Une restructuration massive
Outre ces 8 000 licenciements, Meta avait annoncé en avril renoncer à recruter 6 000 personnes et réaffecter 7 000 autres salariés vers des postes liés à l'intégration de l'IA dans les processus de travail. Les notifications de licenciement ont commencé à être envoyées aux premières heures de la matinée, les employés basés à Singapour figurant parmi les premiers informés, selon Bloomberg.
Le message de Mark Zuckerberg aux employés
Dans une note adressée mercredi aux salariés, publiée par Business Insider, Mark Zuckerberg a remercié les employés sur le départ et cherché à rassurer ceux qui restent. « Il est toujours triste de dire au revoir à des personnes qui ont contribué à notre mission et à la construction de cette entreprise », a-t-il écrit. « J’en ressens le poids. » Il a déclaré ne pas s'attendre à d'autres licenciements à l'échelle du groupe cette année et a reconnu que l'entreprise avait été défaillante dans sa communication interne.
Un avenir axé sur l'IA
Le fondateur de Facebook s'est montré optimiste sur la trajectoire de l'entreprise, affirmant que Meta était « l'une des rares entreprises en mesure de contribuer à définir l'avenir ». Il a réitéré son objectif de fournir une « superintelligence personnelle » – la terminologie maison de Meta pour désigner une IA sur-mesure qui surpasserait l'intelligence humaine – aux utilisateurs du monde entier. Cette restructuration constitue la plus vaste vague de suppressions de postes depuis la campagne dite de « l'année de l'efficacité » lancée par Mark Zuckerberg en 2022-2023, qui avait abouti à la suppression d'environ 21 000 postes.

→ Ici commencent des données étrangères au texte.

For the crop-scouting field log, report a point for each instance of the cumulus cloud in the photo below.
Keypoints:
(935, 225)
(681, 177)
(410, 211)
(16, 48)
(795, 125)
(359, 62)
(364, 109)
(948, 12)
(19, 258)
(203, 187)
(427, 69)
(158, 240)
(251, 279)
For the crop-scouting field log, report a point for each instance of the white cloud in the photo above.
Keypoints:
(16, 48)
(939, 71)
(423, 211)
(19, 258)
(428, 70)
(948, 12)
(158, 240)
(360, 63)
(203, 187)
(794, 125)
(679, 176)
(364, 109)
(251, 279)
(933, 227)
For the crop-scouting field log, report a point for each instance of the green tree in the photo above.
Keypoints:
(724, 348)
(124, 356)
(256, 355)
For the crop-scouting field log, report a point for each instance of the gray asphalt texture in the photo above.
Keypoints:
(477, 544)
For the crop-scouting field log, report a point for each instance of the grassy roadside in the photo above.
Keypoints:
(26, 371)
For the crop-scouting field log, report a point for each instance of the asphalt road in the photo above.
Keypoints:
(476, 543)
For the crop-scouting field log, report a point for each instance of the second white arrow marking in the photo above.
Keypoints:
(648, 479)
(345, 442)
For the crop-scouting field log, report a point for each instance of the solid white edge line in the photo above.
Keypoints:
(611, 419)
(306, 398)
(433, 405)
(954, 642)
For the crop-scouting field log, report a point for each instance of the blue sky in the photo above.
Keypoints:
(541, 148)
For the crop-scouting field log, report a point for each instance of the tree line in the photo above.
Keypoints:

Investissements massifs dans l'IA
Cette décision intervient alors que Meta accroît massivement ses dépenses dans les infrastructures d'IA, de l'achat des puces à la construction de centres de données géants et de centrales électriques pour les alimenter. Le groupe a relevé fin avril sa prévision d'investissements pour 2026, désormais attendus entre 125 et 145 milliards de dollars, soit près du double de ses dépenses de 2025.